Figure 1: Head MRI showing thickening of the floor of the third ventricle and lesions in the arachnoid and pia membranes (arrows).
Figure 2: Head CT images at hospital admission (a) and on day 16 (b). The lateral ventricle on day 16 is larger than that at hospital admission.
Figure 3: Head MRI showing contrast-enhanced nodular lesions on the floor of the third ventricle, aqueduct of the midbrain, and fourth ventricle.
Figure 4: Hematoxylin and eosin-stained sections of nodular lesions on the floor of the third ventricle. Noncaseating epithelioid cell granulomas are observed (arrows).
Figure 5: Clinical course from the day of hospital admission. The serum sodium level improved after initiation of steroid therapy. SIADH: syndrome of inappropriate secretion of antidiuretic hormone; mPSL: methylprednisolone; PSL: prednisolone; Na: sodium.

3. Discussion

The present case illustrated that neurosarcoidosis can cause SIADH and that neuroendoscopy is a valuable aid for the diagnosis and treatment of neurosarcoidosis.

Sarcoidosis is a systemic granulomatous disease of unknown etiology; neuropathy occurs in approximately 5% of all cases [1]. The formation of granulomas in the hypothalamic-pituitary system impairs ADH secretion and transport pathways [4, 5]. Therefore, central diabetes insipidus complication occurs in 1%-2% of cases of sarcoidosis; however, cases that develop SIADH due to sarcoidosis are rare [3]. There are reports of systemic vasculitis-induced stimulation of the hypothalamic-pituitary system, which promotes ADH secretion and leads to the development of SIADH [6]; hydrocephalus-induced impaired osmotic regulation as the underlying mechanism for the development of SIADH has also been described [7]. Thus, it can be speculated that these mechanisms may have caused SIADH in the present case. As serum Na+ levels rapidly improved after steroid therapy instead of ventricular drainage, it was assumed that inflammation due to neurosarcoidosis stimulated the hypothalamic-pituitary system and promoted ADH secretion, which led to the development of SIADH.

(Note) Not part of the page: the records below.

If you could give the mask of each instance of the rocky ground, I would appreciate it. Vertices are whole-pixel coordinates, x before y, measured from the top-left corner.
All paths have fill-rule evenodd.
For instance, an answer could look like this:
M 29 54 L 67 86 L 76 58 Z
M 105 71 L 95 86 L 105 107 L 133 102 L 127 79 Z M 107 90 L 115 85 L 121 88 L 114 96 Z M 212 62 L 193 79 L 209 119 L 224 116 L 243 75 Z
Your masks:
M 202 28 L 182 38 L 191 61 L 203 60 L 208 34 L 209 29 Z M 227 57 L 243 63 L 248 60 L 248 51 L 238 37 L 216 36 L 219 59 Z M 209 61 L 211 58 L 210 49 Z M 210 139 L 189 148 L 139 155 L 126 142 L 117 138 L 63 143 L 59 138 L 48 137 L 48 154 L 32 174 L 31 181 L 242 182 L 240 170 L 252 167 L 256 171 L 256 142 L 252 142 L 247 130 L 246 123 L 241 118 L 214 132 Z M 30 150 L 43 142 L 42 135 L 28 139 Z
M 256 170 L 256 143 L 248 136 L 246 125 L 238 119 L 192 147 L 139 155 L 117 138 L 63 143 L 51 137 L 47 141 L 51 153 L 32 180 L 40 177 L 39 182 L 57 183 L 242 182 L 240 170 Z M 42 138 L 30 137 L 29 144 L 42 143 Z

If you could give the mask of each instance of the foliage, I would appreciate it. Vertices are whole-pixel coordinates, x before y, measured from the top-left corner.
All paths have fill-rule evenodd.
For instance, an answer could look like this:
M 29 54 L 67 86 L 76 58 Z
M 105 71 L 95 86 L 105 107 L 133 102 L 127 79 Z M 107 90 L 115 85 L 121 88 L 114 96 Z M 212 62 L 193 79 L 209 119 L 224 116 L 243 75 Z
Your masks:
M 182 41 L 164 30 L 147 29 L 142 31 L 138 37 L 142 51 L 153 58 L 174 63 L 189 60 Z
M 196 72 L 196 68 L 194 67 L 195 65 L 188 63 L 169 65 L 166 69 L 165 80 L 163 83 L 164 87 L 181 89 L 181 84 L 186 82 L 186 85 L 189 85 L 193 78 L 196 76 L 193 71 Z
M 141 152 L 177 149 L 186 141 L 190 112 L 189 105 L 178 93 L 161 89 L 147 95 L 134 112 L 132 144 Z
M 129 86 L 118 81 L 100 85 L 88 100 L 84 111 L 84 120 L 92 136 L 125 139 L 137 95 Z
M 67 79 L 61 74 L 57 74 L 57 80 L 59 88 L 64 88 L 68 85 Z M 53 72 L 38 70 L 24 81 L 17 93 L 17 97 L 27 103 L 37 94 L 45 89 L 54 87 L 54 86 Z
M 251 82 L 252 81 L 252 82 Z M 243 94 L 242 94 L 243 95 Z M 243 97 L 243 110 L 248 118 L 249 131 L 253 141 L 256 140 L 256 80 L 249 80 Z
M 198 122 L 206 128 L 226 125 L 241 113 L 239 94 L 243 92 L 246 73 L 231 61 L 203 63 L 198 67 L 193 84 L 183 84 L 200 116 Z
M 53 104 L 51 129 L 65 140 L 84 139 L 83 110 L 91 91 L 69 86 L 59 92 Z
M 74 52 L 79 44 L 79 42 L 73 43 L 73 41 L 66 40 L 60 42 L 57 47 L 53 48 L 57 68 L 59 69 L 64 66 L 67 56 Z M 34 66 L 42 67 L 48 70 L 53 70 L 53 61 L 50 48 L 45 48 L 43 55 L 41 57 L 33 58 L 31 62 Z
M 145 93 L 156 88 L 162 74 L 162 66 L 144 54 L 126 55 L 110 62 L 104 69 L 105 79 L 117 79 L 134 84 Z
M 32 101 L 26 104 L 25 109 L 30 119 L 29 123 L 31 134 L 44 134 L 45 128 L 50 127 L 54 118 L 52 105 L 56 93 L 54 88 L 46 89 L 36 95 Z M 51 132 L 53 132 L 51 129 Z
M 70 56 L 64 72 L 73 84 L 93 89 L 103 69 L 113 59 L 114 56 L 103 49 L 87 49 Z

Diagnosis of neurosarcoidosis requires histopathological examination because there are no specific blood tests or imaging modalities; thus, the diagnosis is often challenging [2]. Furthermore, neurosarcoidosis with hydrocephalus has a poor prognosis, and the mortality rate is high [8]. Hydrocephalus is caused by blockage of the cerebral aqueduct, which in turn is caused by disordered spinal fluid absorption due to sarcoidosis lesions or spread of granuloma lesions and inflammation [9]. With neuroendoscopy, the mechanism of development of hydrocephalus can be confirmed, and neuroendoscopic ventriculostomy can be performed in patients with obstructive hydrocephalus [10]. Furthermore, tissue biopsy may lead to the definitive diagnosis of neurosarcoidosis [11, 12]. It could lead to appropriate use of steroids and immunosuppressants; thus, neuroendoscopy is useful for the diagnosis and treatment of neurosarcoidosis.

In addition to diabetes insipidus, neurosarcoidosis may cause SIADH. Prognosis is poor in patients who develop a complication of hydrocephalus; neuroendoscopy is useful for the diagnosis of such cases and facilitates treatment decision-making.

Conflicts of Interest

The authors declare that there are no conflicts of interest regarding the publication of this article.